We may also begin to move away from the lithium-ion battery, Gogotsi says. He thinks it will remain a commonly-used battery for quite some time, but he says starting to utilize more lithium-sulfur batteries and zinc-ion batteries could lower costs and help alleviate energy storage issues.
Gogotsi foresees a future where renewable energy has been decentralized, and there are solar panels and other energy generators all over the place. With the right storage technology, we could seamlessly transfer energy to storage systems from many different origin points. He thinks this will make it so large energy generators don’t have to send energy across long distances, which means losing energy along the way.
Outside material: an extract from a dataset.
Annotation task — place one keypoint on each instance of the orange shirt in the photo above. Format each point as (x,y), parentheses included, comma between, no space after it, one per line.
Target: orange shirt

“We should be able to generate a lot of energy locally, in many different places, and then we won’t have to send that much energy very far away, “ Gogotsi says. “I think this is one of the key advantages energy storage can bring.”
Abstract:
Lithium-ion batteries, which power portable electronics, electric vehicles, and stationary storage, have been recognized with the 2019 Nobel Prize in chemistry. The development of nanomaterials and their related processing into electrodes and devices can improve the performance and/or development of the existing energy storage systems. We provide a perspective on recent progress in the application of nanomaterials in energy storage devices, such as supercapacitors and batteries. The versatility of nanomaterials can lead to power sources for portable, flexible, foldable, and distributable electronics; electric transportation; and grid-scale storage, as well as integration in living environments and biomedical systems. To overcome limitations of nanomaterials related to high reactivity and chemical instability caused by their high surface area, nanoparticles with different functionalities should be combined in smart architectures on nano- and microscales. The integration of nanomaterials into functional architectures and devices requires the development of advanced manufacturing approaches. We discuss successful strategies and outline a roadmap for the exploitation of nanomaterials for enabling future energy storage applications, such as powering distributed sensor networks and flexible and wearable electronics.